Do ofício como músico, Othaman sente saudades do status e do prazer que sentia em viver da arte. Dos dias livres, as melhores lembranças são da comida preparada pela esposa e dos carinhos da filha menor, cujo rosto carrega como protetor de tela do celular, o único bem que possui em sua nova vida.
Há pouco mais de seis meses a família deixou a Síria. Desde 2011, o país se tornou um campo aberto de confronto direto e violento entre partidos e interesses distintos. Lá, quem paga a conta é população forçada a fugir em busca da sobrevivência em outras terras. Pela proximidade, a União Europeia é tida como o sonho da maioria. Sem dinheiro e opções mais seguras, eles se espremem em navios clandestinos e entradas ilegais, principalmente pela costa da Grécia.

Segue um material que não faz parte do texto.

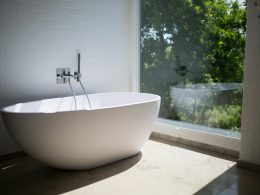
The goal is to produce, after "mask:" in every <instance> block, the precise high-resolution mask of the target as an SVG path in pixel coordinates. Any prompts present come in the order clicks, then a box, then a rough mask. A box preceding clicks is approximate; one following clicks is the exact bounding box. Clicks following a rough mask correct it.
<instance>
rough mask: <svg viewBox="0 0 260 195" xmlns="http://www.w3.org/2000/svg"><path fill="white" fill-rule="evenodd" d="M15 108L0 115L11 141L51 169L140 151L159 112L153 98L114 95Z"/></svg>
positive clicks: (103, 95) (157, 106) (155, 96)
mask: <svg viewBox="0 0 260 195" xmlns="http://www.w3.org/2000/svg"><path fill="white" fill-rule="evenodd" d="M76 98H77V110H75V105H74V99H73V97H64V98H54V99H45V100H40V101H34V102H28V103H19V104H15V105H13V106H8V107H5V108H3V109H2V110H1V112H2V116H3V120H4V123H5V125H6V128H7V129H8V131H9V133H10V134H11V136H12V137H13V139H14V140H15V141H16V142H17V143H18V144H19V145H20V146H21V148H22V149H23V150H24V151H25V152H27V153H28V154H30V155H31V156H33V157H34V158H36V159H38V160H40V161H42V162H44V163H46V164H48V165H50V166H53V167H56V168H61V169H72V170H82V169H89V168H93V167H97V166H101V165H104V164H107V163H111V162H114V161H117V160H120V159H123V158H126V157H129V156H133V155H135V154H137V153H138V152H139V150H140V149H141V147H142V146H143V144H144V143H145V141H146V140H147V139H148V138H149V136H150V134H151V130H152V128H153V125H154V122H155V120H156V119H157V116H158V111H159V107H160V97H159V96H157V95H153V94H145V93H134V92H115V93H100V94H90V95H89V98H90V101H91V106H92V109H91V110H90V109H89V108H88V104H87V99H86V96H83V95H82V96H77V97H76Z"/></svg>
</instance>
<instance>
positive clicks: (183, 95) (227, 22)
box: [140, 0, 246, 131]
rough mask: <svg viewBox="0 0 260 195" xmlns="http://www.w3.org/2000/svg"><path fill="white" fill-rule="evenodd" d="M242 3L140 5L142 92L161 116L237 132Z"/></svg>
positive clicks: (188, 3) (172, 2)
mask: <svg viewBox="0 0 260 195" xmlns="http://www.w3.org/2000/svg"><path fill="white" fill-rule="evenodd" d="M245 31H246V3H245V2H244V1H241V0H240V1H232V0H196V1H195V0H142V1H141V83H140V85H141V91H142V92H149V93H155V94H158V95H160V96H161V97H162V103H161V110H160V117H161V118H167V119H172V120H178V121H183V122H188V123H193V124H199V125H204V126H209V127H215V128H221V129H229V130H234V131H240V127H241V111H242V109H241V105H242V86H243V85H242V81H243V69H244V48H245Z"/></svg>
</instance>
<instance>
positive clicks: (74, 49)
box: [0, 0, 135, 154]
mask: <svg viewBox="0 0 260 195" xmlns="http://www.w3.org/2000/svg"><path fill="white" fill-rule="evenodd" d="M129 1H131V0H113V1H107V0H0V107H3V106H5V105H8V104H13V103H16V102H21V101H30V100H34V99H42V98H47V97H58V96H65V95H70V90H69V86H68V85H57V84H56V79H55V74H56V72H55V71H56V68H58V67H70V68H71V70H72V71H74V70H76V68H77V50H79V51H80V53H81V72H82V75H83V77H82V81H83V84H84V85H85V87H86V89H87V91H88V92H89V93H96V92H106V91H129V90H131V79H130V78H132V75H131V74H130V72H129V70H131V68H129V67H130V66H131V64H130V63H131V62H133V61H134V60H132V61H131V60H130V56H129V55H130V53H133V52H132V51H133V48H132V47H133V44H132V43H131V41H130V40H132V39H133V38H132V36H134V33H135V31H134V30H133V31H132V26H131V24H132V23H131V24H130V22H129V21H131V20H132V19H131V18H132V17H135V16H133V15H131V14H132V13H133V12H132V11H131V10H129V9H133V7H132V6H131V3H130V2H129ZM130 27H131V28H130ZM130 43H131V44H130ZM134 45H135V44H134ZM73 85H74V86H75V85H77V83H75V82H74V83H73ZM75 88H76V92H77V93H78V94H79V93H81V94H82V92H81V90H80V88H79V86H75ZM15 150H17V147H16V145H15V144H13V142H12V141H11V139H10V138H9V136H8V134H7V132H6V130H5V129H4V126H3V123H2V121H0V154H3V153H8V152H12V151H15Z"/></svg>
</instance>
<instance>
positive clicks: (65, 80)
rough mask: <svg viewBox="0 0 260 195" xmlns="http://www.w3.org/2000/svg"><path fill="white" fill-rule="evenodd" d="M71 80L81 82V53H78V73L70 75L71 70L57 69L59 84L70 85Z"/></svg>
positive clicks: (56, 75) (57, 75)
mask: <svg viewBox="0 0 260 195" xmlns="http://www.w3.org/2000/svg"><path fill="white" fill-rule="evenodd" d="M69 78H74V79H75V80H77V81H78V82H79V81H80V78H81V74H80V53H78V71H77V72H74V74H71V73H70V68H56V80H57V84H64V83H68V79H69Z"/></svg>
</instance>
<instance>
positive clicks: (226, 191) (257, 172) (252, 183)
mask: <svg viewBox="0 0 260 195" xmlns="http://www.w3.org/2000/svg"><path fill="white" fill-rule="evenodd" d="M259 182H260V173H259V172H253V171H249V170H246V169H241V168H238V167H237V165H234V166H232V167H231V168H230V169H228V170H227V171H225V172H224V173H223V174H221V175H220V176H218V177H217V178H215V179H214V180H212V181H211V182H210V183H208V184H207V185H206V186H204V187H203V188H201V189H200V190H198V191H197V192H196V193H195V195H259V194H260V185H259V184H260V183H259Z"/></svg>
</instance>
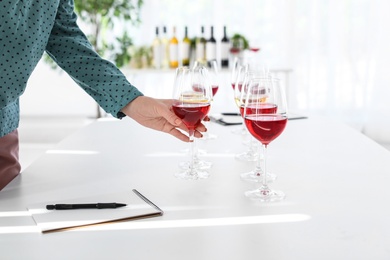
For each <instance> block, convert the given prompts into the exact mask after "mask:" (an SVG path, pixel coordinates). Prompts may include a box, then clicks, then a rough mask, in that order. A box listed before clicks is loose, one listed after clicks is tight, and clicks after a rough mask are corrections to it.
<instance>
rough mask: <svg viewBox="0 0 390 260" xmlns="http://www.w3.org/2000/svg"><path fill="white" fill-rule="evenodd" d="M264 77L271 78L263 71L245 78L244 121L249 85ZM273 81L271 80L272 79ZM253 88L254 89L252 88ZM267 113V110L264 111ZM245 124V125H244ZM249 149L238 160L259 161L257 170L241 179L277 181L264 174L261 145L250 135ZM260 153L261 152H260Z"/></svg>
mask: <svg viewBox="0 0 390 260" xmlns="http://www.w3.org/2000/svg"><path fill="white" fill-rule="evenodd" d="M264 77H270V76H266V75H265V74H264V73H263V71H258V70H253V71H252V70H251V71H247V72H246V76H245V79H244V82H243V87H242V91H241V96H240V99H239V104H240V113H241V115H242V117H243V119H244V120H245V118H244V116H245V115H244V107H245V102H246V99H247V98H248V90H249V87H248V86H249V84H250V83H251V84H256V83H252V80H254V79H256V78H264ZM270 80H271V78H270ZM252 88H253V87H252ZM249 102H250V103H251V107H252V106H254V105H255V104H256V103H255V102H254V101H251V99H250V100H249ZM249 111H250V110H248V111H247V113H249ZM264 111H265V112H266V111H267V110H264ZM269 112H272V110H270V111H269ZM244 124H245V123H244ZM245 130H246V131H247V132H248V134H249V131H248V129H247V128H246V127H245ZM249 136H250V137H249V144H248V145H249V149H248V151H246V152H244V153H241V154H238V155H236V158H237V159H239V160H242V161H257V163H256V168H255V169H254V170H252V171H249V172H245V173H241V174H240V177H241V179H242V180H244V181H251V182H261V181H262V178H263V177H264V176H266V178H267V179H268V182H273V181H275V180H276V175H275V174H273V173H269V172H267V173H266V174H264V172H263V171H262V167H261V163H262V162H261V161H262V160H259V158H261V157H262V156H263V155H262V153H260V157H259V155H258V150H259V148H258V146H259V143H258V141H257V140H256V138H255V137H253V136H252V135H251V134H249ZM259 152H260V151H259Z"/></svg>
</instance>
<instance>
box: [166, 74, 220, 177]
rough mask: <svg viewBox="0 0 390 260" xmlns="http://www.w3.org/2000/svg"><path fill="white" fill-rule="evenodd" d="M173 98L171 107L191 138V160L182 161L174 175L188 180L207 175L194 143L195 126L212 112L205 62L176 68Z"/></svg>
mask: <svg viewBox="0 0 390 260" xmlns="http://www.w3.org/2000/svg"><path fill="white" fill-rule="evenodd" d="M173 99H174V102H173V104H172V110H173V112H174V113H175V114H176V115H177V116H178V117H179V118H181V119H182V120H183V123H184V124H185V125H186V126H187V128H188V133H189V138H190V161H189V162H183V163H181V164H180V167H181V168H182V169H181V171H180V172H179V173H177V174H176V175H175V176H176V177H177V178H180V179H187V180H197V179H204V178H208V177H209V173H208V172H207V171H204V170H203V169H201V167H199V165H198V164H199V159H198V158H197V156H196V151H195V145H194V143H195V140H194V133H195V129H196V128H197V127H198V126H199V125H200V124H201V122H202V120H203V119H204V118H205V117H206V115H207V114H208V113H209V111H210V104H211V100H212V90H211V84H210V82H209V77H208V71H207V69H206V68H205V67H203V66H197V67H194V68H192V69H190V68H187V67H180V68H178V69H176V74H175V84H174V91H173Z"/></svg>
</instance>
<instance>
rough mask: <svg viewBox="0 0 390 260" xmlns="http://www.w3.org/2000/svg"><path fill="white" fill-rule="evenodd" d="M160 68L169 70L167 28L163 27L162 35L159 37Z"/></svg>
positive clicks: (168, 53)
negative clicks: (160, 37)
mask: <svg viewBox="0 0 390 260" xmlns="http://www.w3.org/2000/svg"><path fill="white" fill-rule="evenodd" d="M161 45H162V46H161V49H162V51H161V67H162V68H164V69H167V68H169V40H168V34H167V27H166V26H163V34H162V36H161Z"/></svg>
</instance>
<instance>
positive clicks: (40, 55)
mask: <svg viewBox="0 0 390 260" xmlns="http://www.w3.org/2000/svg"><path fill="white" fill-rule="evenodd" d="M73 6H74V3H73V0H50V1H48V0H0V21H1V23H0V136H4V135H6V134H8V133H10V132H11V131H13V130H14V129H16V128H17V127H18V123H19V97H20V95H21V94H22V93H23V92H24V90H25V88H26V84H27V80H28V78H29V77H30V75H31V73H32V71H33V70H34V68H35V66H36V65H37V63H38V62H39V60H40V59H41V57H42V55H43V52H44V51H46V52H47V53H48V54H49V56H50V57H52V58H53V59H54V60H55V61H56V62H57V64H58V65H59V66H60V67H61V68H62V69H64V70H65V71H66V72H67V73H68V74H69V75H70V76H71V77H72V78H73V79H74V80H75V82H76V83H77V84H78V85H80V86H81V87H82V88H83V89H84V90H85V91H86V92H87V93H88V94H89V95H90V96H91V97H92V98H94V99H95V100H96V102H97V103H98V104H99V105H100V106H101V107H102V108H103V109H104V110H105V111H106V112H108V113H111V114H112V115H113V116H115V117H118V118H121V117H123V116H124V114H123V113H121V112H120V110H121V109H122V108H123V107H124V106H125V105H126V104H128V103H129V102H130V101H132V100H133V99H134V98H136V97H138V96H141V95H142V93H141V92H140V91H138V90H137V89H136V88H135V87H134V86H132V85H131V84H130V83H129V82H128V81H127V80H126V78H125V76H124V75H123V74H122V73H121V72H120V71H119V70H118V69H117V68H116V67H115V65H114V64H112V63H111V62H109V61H106V60H104V59H102V58H101V57H99V55H98V54H97V53H96V52H94V51H93V49H92V46H91V45H90V43H89V42H88V40H87V38H86V37H85V35H84V34H83V32H82V31H81V30H80V29H79V27H78V26H77V23H76V19H77V17H76V14H75V13H74V11H73Z"/></svg>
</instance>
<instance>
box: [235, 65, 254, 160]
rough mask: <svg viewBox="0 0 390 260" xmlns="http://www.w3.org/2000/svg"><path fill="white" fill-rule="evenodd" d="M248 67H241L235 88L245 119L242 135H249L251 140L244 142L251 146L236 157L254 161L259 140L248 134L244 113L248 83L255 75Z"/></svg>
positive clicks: (242, 158)
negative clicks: (247, 86)
mask: <svg viewBox="0 0 390 260" xmlns="http://www.w3.org/2000/svg"><path fill="white" fill-rule="evenodd" d="M247 68H248V67H247V66H241V67H240V69H239V73H238V76H237V82H236V86H235V88H234V101H235V102H236V105H237V107H238V109H239V111H240V114H241V116H242V120H243V126H242V129H241V131H242V136H243V137H244V138H245V137H247V136H248V137H249V141H248V142H247V143H246V142H244V144H247V145H248V146H249V148H248V150H247V151H245V152H243V153H240V154H237V155H236V156H235V157H236V159H238V160H240V161H249V162H254V161H256V160H257V158H258V156H257V151H256V150H257V149H256V146H257V142H256V140H255V139H254V137H253V136H251V135H249V134H248V130H247V129H246V127H245V125H244V114H243V111H244V110H243V107H244V103H245V97H246V91H247V89H248V87H247V84H248V82H249V80H250V79H251V77H253V73H251V72H248V71H247Z"/></svg>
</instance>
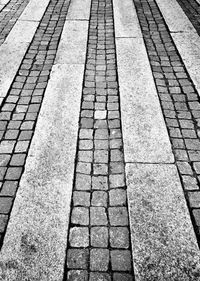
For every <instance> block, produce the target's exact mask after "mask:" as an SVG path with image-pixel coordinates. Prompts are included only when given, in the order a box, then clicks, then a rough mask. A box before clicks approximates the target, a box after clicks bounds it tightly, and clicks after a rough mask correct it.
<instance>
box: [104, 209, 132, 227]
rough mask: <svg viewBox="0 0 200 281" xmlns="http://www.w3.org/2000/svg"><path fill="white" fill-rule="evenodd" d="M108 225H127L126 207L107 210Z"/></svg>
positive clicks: (127, 224) (118, 225) (127, 220)
mask: <svg viewBox="0 0 200 281" xmlns="http://www.w3.org/2000/svg"><path fill="white" fill-rule="evenodd" d="M108 214H109V220H110V224H111V225H113V226H125V225H128V212H127V208H126V207H109V208H108Z"/></svg>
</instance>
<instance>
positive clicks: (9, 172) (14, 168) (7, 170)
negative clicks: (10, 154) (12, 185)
mask: <svg viewBox="0 0 200 281" xmlns="http://www.w3.org/2000/svg"><path fill="white" fill-rule="evenodd" d="M21 174H22V167H9V168H8V170H7V173H6V176H5V179H7V180H18V179H19V178H20V177H21Z"/></svg>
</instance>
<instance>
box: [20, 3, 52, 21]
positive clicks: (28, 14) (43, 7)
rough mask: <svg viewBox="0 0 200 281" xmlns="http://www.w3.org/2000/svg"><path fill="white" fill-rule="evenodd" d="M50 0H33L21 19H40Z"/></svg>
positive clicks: (33, 20)
mask: <svg viewBox="0 0 200 281" xmlns="http://www.w3.org/2000/svg"><path fill="white" fill-rule="evenodd" d="M49 1H50V0H43V1H39V2H38V1H37V0H31V1H30V2H29V3H28V5H27V7H26V9H25V10H24V12H23V13H22V15H21V17H20V18H19V20H23V21H24V20H31V21H40V19H41V17H42V16H43V14H44V11H45V9H46V7H47V5H48V3H49Z"/></svg>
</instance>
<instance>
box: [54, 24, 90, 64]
mask: <svg viewBox="0 0 200 281" xmlns="http://www.w3.org/2000/svg"><path fill="white" fill-rule="evenodd" d="M87 30H88V22H87V21H81V22H79V21H77V20H76V21H67V24H66V25H65V27H64V29H63V37H61V41H60V48H59V50H58V52H57V56H56V60H55V63H61V64H63V63H64V64H65V63H72V64H73V63H78V64H80V63H85V48H86V43H87Z"/></svg>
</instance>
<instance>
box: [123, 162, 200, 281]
mask: <svg viewBox="0 0 200 281" xmlns="http://www.w3.org/2000/svg"><path fill="white" fill-rule="evenodd" d="M126 172H127V184H128V195H129V196H128V200H129V212H130V224H131V236H132V241H133V246H132V251H133V259H134V269H135V271H134V272H135V276H136V280H137V279H138V280H152V279H154V278H157V277H158V276H159V278H160V280H177V279H178V280H184V281H185V280H188V281H189V280H192V279H194V280H198V279H199V278H200V269H199V264H200V253H199V249H198V245H197V242H196V237H195V234H194V230H193V227H192V224H191V220H190V216H189V213H188V209H187V206H186V202H185V198H184V194H183V191H182V187H181V184H180V181H179V177H178V173H177V170H176V167H175V166H174V165H156V164H128V165H127V167H126ZM185 268H188V269H189V270H188V271H185Z"/></svg>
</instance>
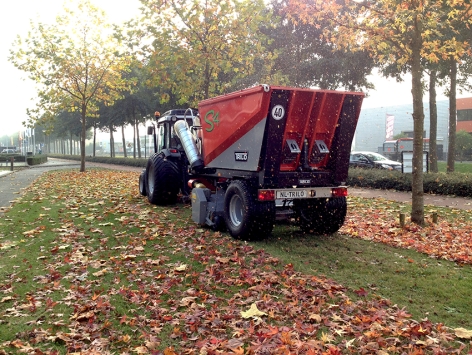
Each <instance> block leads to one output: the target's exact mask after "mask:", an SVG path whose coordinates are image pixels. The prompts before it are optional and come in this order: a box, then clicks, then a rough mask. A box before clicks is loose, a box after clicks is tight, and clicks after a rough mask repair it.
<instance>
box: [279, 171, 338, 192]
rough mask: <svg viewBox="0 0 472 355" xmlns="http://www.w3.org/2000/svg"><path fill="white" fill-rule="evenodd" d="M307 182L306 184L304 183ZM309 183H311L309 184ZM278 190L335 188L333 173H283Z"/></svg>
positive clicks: (280, 179)
mask: <svg viewBox="0 0 472 355" xmlns="http://www.w3.org/2000/svg"><path fill="white" fill-rule="evenodd" d="M304 181H305V182H304ZM308 181H309V182H308ZM278 182H279V186H278V188H281V189H284V188H291V187H292V186H297V187H305V186H306V187H327V186H333V183H332V179H331V172H329V171H313V172H281V173H280V174H279V176H278Z"/></svg>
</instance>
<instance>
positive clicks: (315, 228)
mask: <svg viewBox="0 0 472 355" xmlns="http://www.w3.org/2000/svg"><path fill="white" fill-rule="evenodd" d="M294 209H295V213H296V216H297V221H298V223H299V225H300V228H301V230H302V231H304V232H306V233H312V234H318V235H319V234H333V233H336V232H337V231H338V230H339V228H341V227H342V225H343V224H344V220H345V218H346V213H347V200H346V197H336V198H330V199H310V200H295V201H294Z"/></svg>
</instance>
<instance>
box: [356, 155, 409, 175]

As condições das embarcações são as piores possíveis e muitos acidentes acontecem diariamente. Na quarta-feira (2), após um naufrágio em uma praia turca, o menino Aylan, de três anos, foi encontrado morto de bruços na areia. A imagem da criança morta rodou o mundo e chamou a atenção para a crise migratória.
Othaman e os seus poderiam ser um deles. Por muitos anos resistiram aos ataques de bomba e ameaças de punição caso não se envolvessem na disputa pela liderança do país, desde a queda do ditador Bashar al-Assad.Mas diante da ameaça de morte, caso não deixasse a carreira de cantor, Othaman foi forçado a deixar a Síria.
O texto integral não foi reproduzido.